I hear what you are all saying, but try to look at it like this…
(NOTE: A lot of this information I gathered from an article written in the Village Voice written back in the 80s by author Carol Cooper reprinted in the book And It Don’t Stop! Which I whole-heartedly agree with so don’t call me out for admittedly paraphrasing what this article states)
“(Hip House is) crossing barriers – musical, sexual, national, and conceptual. Anyone with a good sense of rhythm can do it: women, foreigners, whites. Yet this utopian inclusiveness is still subject to the bigoted world hip-house kids theoretically reject, gay straight, and multiethnic, this is the mixed demographic no record company dared to predict – and one that an international underground of DJs/producers labored years to create.”
“Its origins here in Gotham date back to 87, when the last few all-rap clubs were closing because of constant eruptions of violence. While rap spaces dwindled, more and more straight kids found themselves dancing at house clubs catering to a more subdued gay aesthetic.”

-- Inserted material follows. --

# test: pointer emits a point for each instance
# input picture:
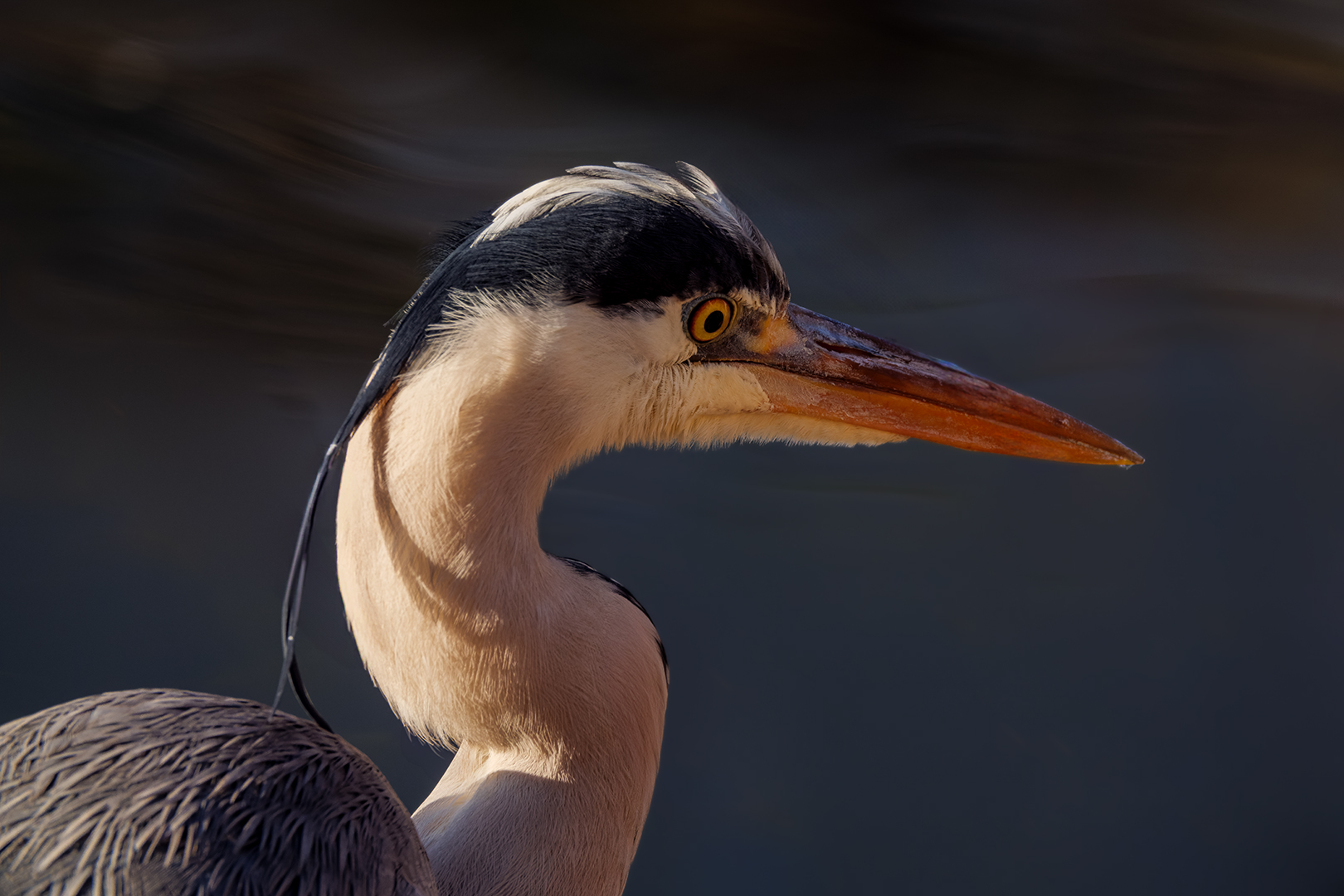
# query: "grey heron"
(608, 306)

“…by 87, DJ Producer Todd Terry finally got one of his edited tape reels pressed up to a volcanic piece of vinyl called “Party People. …(sampling) Marshal Jefferson loops and Afrika Bambaataa’s “party people” from Planet Rock. Rap kids loved it because it paid homage to Bambaatta…(house- heads) liked the odd energy emanating from a syncopated backbeat that resembled a drunken rumba more then a traditional house 4/4 beat. A unifying hip house prototype was born.”
”…in the coming together of any of two established genres there is a scary period where artists worry if their fans will accept their adoption of the sound. (for example) Big Daddy Kane’s “The House that Cee Built”…to hedge against being tagged a collaborator with the gay underground, Kane undercuts his LP’s house track with a “fagg*t” lyric in another song on that album “Pimpin’ Ain’t Easy”
”So is Hip House the next phase of rap or the next phase of house? To which lineage does it most rightfully belong? That answer depends on who you ask…a member of rap orthodoxy (MC) or a (house-head)” (me - I am asking Hip Hop Heads, right?.)
”(It depends on if it is a) mainstream artist reaching down to an underground fad in a parody of street credibility or an artist who still inhabits that underground helping to reinvent it.”
”For anyone that (produces hip house) there are only two valid approaches (me - ONLY 1 valid approach if retaining the street credibility of Hip Hop) -- …Hip house that uses conventional song structure (proving that it is possible to get very sophisticated with street music and still have enough balls to tear up the dance floor)
(for example, with Jungle Brothers – “I’ll House You”)... the JBs execute not only verbal hooks but complete verses, bridges, turnarounds, and choruses, all laced with a satirical edge that still makes it have the funniest lyrics of its kind.”
So, after referencing this author’s view-point, (she puts it more eloquently), we go back to my question…
I am asking…
AS A WHOLE (INCLUDE ALL THE HOUSE ARTISTS FAKING HIP HOP, AND INCLUDE ALL THE LEGITIMATE HIP HOP ARTISTS DABBLING IN HIP HOUSE WITHOUT SACREFICING THEIR STREET CREDIBILITY INHERENT TO RAP MUSIC)…
Is Hip House AS A WHOLE a legitimate form of Rap?From what music I have personally heard, I’d say Hip House belongs more under the House\pop even R&B\pop umbrella moreso then Hip Hop music from back in the day (and still now for that matter) I realize I am asking you to generalize the whole genre based on your knowledge of all the hip house songs you have heard, which is clearly subjective, but it is what it is. Hip House is clearly a Frankenstein monster either way, but it’s acceptance amongst trueschoolers is definitely debatable. We won’t put it to rest here either, but we can try.